As a white rot fungus, H. croceus breaks down lignin and cellulose in living or recently dead oak wood, producing conspicuous bright orange, fleshy annual fruit bodies. Its extensive, long-lived mycelium can persist in the same host for decades or even centuries, resulting in repeated fruiting at the same site. Most spores are deposited close to the parent sporocarp, so colonization of new hosts relies on the proximity and continuity of suitable veteran oaks. The species has a bipolar mating system, which enhances the chance of sibling spore compatibility in fragmented populations but may also limit genetic diversity where stands are small and isolated.

==Conservation==

Although the orange polypore once colonised veteran oaks and chestnuts across eastern North America, Europe and eastern Asia, its populations have plummeted over the past two centuries as mature host trees were felled or lost to land-use change. In Europe—where the species has been recorded from some 25 countries, from the Mediterranean basin to southern Scandinavia—it is nationally red-listed in eleven countries: Critically endangered in Norway, Finland, Sweden, Croatia, Germany, Denmark, Estonia and Austria; Endangered in Czechia, Latvia, Romania and Poland; and Vulnerable in Slovakia. The decline of veteran oak stands by at least 30 % over the past three generations has driven its assessment as Vulnerable under IUCN criteria A2c + 3c + 4c, and declines are expected to continue.

The principal threat to H. croceus remains loss and degradation of old-growth oak–chestnut woodlands, together with removal of coarse woody debris on which it depends.
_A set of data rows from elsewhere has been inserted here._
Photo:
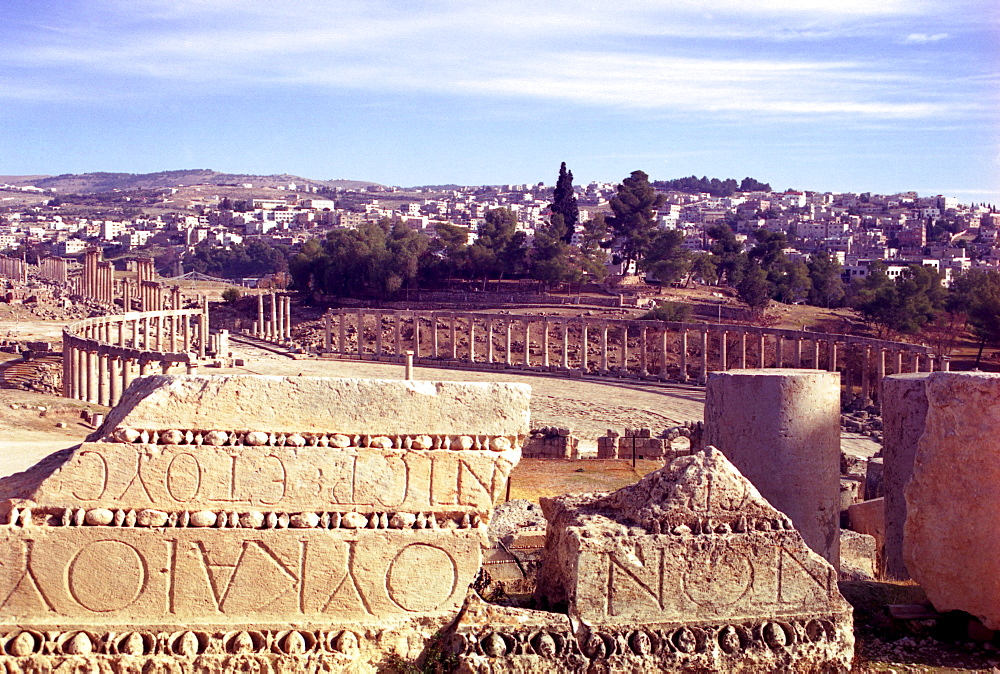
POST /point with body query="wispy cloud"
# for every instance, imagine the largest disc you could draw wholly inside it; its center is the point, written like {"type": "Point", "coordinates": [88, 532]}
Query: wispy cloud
{"type": "Point", "coordinates": [637, 55]}
{"type": "Point", "coordinates": [923, 38]}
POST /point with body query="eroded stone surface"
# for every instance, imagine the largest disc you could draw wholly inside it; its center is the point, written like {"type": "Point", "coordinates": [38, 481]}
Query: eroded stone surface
{"type": "Point", "coordinates": [274, 533]}
{"type": "Point", "coordinates": [690, 568]}
{"type": "Point", "coordinates": [320, 404]}
{"type": "Point", "coordinates": [953, 498]}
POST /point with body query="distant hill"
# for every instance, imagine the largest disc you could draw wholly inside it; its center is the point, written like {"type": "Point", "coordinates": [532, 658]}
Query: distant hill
{"type": "Point", "coordinates": [90, 183]}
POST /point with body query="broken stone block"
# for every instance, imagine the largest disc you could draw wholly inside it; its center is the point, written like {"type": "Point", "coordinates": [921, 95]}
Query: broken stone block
{"type": "Point", "coordinates": [279, 536]}
{"type": "Point", "coordinates": [689, 569]}
{"type": "Point", "coordinates": [952, 500]}
{"type": "Point", "coordinates": [781, 429]}
{"type": "Point", "coordinates": [858, 556]}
Each tree typically supports a single long-lived mycelium, so the absence of uneven-aged host cohorts creates an ecological bottleneck that hampers recolonisation at low population densities. According to the IUCN, conservation efforts should prioritise protection of existing veteran oaks and establishment of intermediate-aged cohorts in both forests and agricultural landscapes, retention of large standing and fallen trunks, and research into its population biology, dispersal ecology and potential for mycelial inoculation.